2015-09-28 Nathan Sidwell <nathan@codesourcery.com>
* config/nvptx/nvptx.md (atomic_compare_and_swap<mode>_1,
atomic_exchange<mode>): Incoming values can be constants.
* config/nvptx/nvptx.c (nvptx_expand_swap): Delete.
(nvptx_expand_cmp_swap): Force operands into regs.
(enum nvptx_builtins): Delete SWAP and SWAPLL.
(nvptx_init_builtins): Likewise.
(nvptx_expand_builtin): Likewise.
(nvptx_xform_lock): Always return true.
(nvptx_get_worker_red_addr): No need to deal with QI and HI modes.

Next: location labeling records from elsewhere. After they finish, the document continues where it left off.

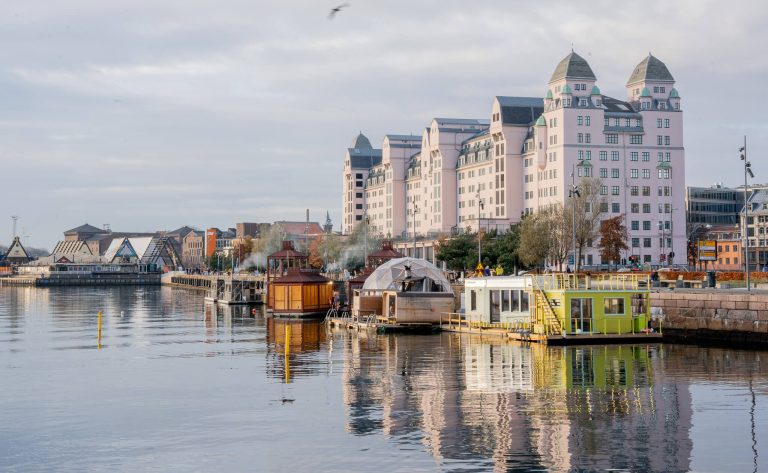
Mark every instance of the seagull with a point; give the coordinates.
(336, 10)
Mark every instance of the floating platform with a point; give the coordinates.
(587, 339)
(379, 326)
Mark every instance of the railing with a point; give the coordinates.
(549, 318)
(588, 282)
(453, 320)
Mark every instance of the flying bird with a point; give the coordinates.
(336, 10)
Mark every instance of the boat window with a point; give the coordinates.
(614, 306)
(505, 301)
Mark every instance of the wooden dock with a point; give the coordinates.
(376, 323)
(237, 289)
(521, 332)
(587, 339)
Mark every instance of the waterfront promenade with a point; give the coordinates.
(178, 385)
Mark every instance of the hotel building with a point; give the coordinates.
(470, 173)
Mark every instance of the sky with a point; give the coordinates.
(153, 114)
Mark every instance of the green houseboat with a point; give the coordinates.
(558, 308)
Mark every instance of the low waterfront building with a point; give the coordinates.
(559, 305)
(15, 255)
(756, 224)
(497, 300)
(72, 251)
(192, 255)
(155, 252)
(253, 230)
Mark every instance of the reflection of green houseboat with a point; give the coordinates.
(558, 308)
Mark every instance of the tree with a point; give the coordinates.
(590, 206)
(503, 249)
(459, 253)
(560, 235)
(613, 238)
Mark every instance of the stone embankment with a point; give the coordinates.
(733, 317)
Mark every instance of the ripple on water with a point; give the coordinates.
(176, 386)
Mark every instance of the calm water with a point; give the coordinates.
(177, 386)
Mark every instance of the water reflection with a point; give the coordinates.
(519, 407)
(292, 347)
(178, 379)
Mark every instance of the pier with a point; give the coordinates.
(222, 288)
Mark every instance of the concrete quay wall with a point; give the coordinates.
(715, 316)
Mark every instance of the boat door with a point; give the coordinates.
(581, 315)
(495, 306)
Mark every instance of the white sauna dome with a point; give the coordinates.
(393, 275)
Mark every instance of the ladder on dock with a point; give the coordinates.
(544, 308)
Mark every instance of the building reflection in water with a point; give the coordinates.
(515, 407)
(305, 338)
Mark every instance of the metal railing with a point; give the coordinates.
(588, 282)
(453, 320)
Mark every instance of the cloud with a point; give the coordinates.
(153, 114)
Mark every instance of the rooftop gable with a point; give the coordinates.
(650, 69)
(85, 228)
(572, 66)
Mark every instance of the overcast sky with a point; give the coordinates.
(152, 114)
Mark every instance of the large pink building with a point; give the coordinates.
(469, 172)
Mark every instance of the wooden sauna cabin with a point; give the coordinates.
(404, 291)
(300, 293)
(294, 290)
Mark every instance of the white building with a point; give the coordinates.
(471, 173)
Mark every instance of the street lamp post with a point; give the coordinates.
(573, 193)
(747, 170)
(479, 236)
(415, 211)
(672, 234)
(366, 221)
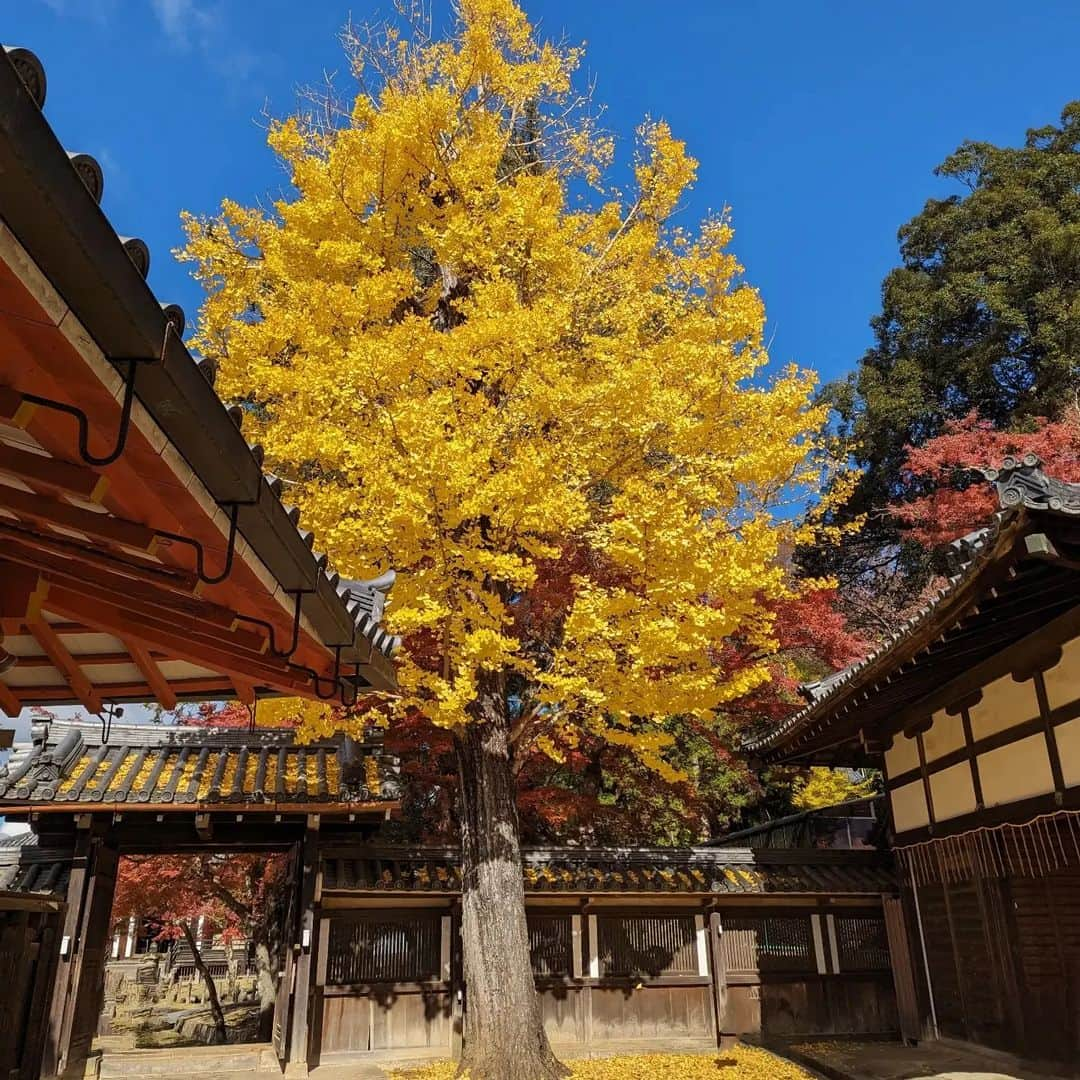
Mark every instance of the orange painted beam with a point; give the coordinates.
(63, 660)
(9, 703)
(68, 550)
(44, 511)
(61, 476)
(151, 673)
(245, 692)
(172, 639)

(nvptx_generate_vector_shuffle): Tweak.
(nvptx_lockless_update): New.
(nvptx_goacc_reduction_setup): Remove bitrotted description, add
comments.
(nvptx_goacc_reduction_teardown, nvptx_goacc_reduction_init): Likewise.
(nvptx_goacc_reduction_fini): Likewise. Call lockless update.
===================================================================
@@ -1517,8 +1517,8 @@
[(set (match_operand:SDIM 0 "nvptx_register_operand" "=R")
(unspec_volatile:SDIM
[(match_operand:SDIM 1 "memory_operand" "+m")
- (match_operand:SDIM 2 "nvptx_register_operand" "R")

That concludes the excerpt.